Most phones that can be wirelessly charged today still have to sit right on top of a charging pad — in fact, even being slightly misaligned with the pad can cause a phone not to charge. Now, the company Energous says that it has a solution. Using a new take on existing technology, Energous says that it's able to wirelessly charge a device anywhere within a 15-foot radius of its transmitter. The closer to the transmitter, the faster a phone will charge — the farther away, the slower. However, distance theoretically won't be an issue: Energous' vision is that your phone, wearables, and other devices will slowly charge throughout the day, preventing you from ever having to actually plug it in or worry about power level.
Charging gets much slower when you have multiple devices
Let it be noted that during the entirety of the demo I sat through, I did not once see a phone's battery level rise. It's possible that I missed it — watching a phone charge is not the most thrilling thing I've seen this week. The phones did all display that they were being charged, however, so it appears that something was happening.
Energous calls the tech WattUp. While WattUp charging could eventually be built directly into a phone, a wireless speaker, or any other product that continually uses power, for now you're going to need to put your phone into a WattUp-enabled battery pack. Energous says that WattUp battery packs will be on the market by the end of 2015 — it also says that they shouldn't be any more expensive than a traditional battery pack. That won't entirely be up to Energous because it doesn't make any hardware itself, but it says that its hardware partners simply plan to put a smaller battery in their current cases and fill the rest of the case with WattUp tech, which apparently doesn't increase the cost.
You'll also need to buy a transmitter in order to use a WattUp battery pack. Energous says that a transmitter will cost around $300 and be able to power 12 devices at once. The transmitters on display were all quite large — maybe the size of a few laptops stacked together — but Energous says that it should shrink in size "6x" by the time they hit the market. Transmitters will come in all kinds of shapes and sizes, too. There'll be basic ones for beside your bed, bigger ones for conference rooms, and others designed to be used in stores.

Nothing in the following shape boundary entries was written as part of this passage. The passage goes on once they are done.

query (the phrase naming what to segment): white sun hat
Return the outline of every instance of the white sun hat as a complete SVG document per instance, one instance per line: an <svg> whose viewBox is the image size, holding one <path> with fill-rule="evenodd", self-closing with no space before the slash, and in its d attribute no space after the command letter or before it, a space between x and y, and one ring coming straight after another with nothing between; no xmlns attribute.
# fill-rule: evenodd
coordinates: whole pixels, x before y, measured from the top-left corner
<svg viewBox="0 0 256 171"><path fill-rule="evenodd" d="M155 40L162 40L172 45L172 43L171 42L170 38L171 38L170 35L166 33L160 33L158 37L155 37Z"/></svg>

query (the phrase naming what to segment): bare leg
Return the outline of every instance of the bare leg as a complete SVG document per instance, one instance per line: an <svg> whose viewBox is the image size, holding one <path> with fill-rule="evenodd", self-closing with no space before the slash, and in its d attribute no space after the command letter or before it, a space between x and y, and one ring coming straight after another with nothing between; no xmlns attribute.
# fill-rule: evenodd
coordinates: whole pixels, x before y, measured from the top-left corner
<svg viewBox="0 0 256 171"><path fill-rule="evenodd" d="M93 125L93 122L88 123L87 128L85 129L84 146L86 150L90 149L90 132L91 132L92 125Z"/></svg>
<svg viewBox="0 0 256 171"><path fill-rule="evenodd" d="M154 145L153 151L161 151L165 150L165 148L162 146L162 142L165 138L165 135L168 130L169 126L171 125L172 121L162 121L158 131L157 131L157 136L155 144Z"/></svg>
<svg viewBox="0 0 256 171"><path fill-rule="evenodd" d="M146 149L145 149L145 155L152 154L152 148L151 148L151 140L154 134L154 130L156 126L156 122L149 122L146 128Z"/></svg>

Energous says that the secret to WattUp is that it uses Bluetooth LE to locate the device that needs to be charged, allowing it to target where it's transmitting power. Certainly, there is more than this going on, but Energous would only talk about how patented it all is.
That's a lot of promises for Energous to meet before the end of the year — it'll also have to prove the tech's efficacy. If it can, that's great news. It would mean true wireless charging on the market and potentially the beginning of the end of our battery woes. Without a doubt, at least a few people will be willing to put a big transmitter in their home for that.
Update January 16th, 6:50PM ET: In an email, Energous says that WattUp's charging speed is not necessarily slowed by the number of devices it's connected to, unlike what a representative initially stated during a briefing. Rather, if too many devices are connected, by default, they won't charge until other devices are finished.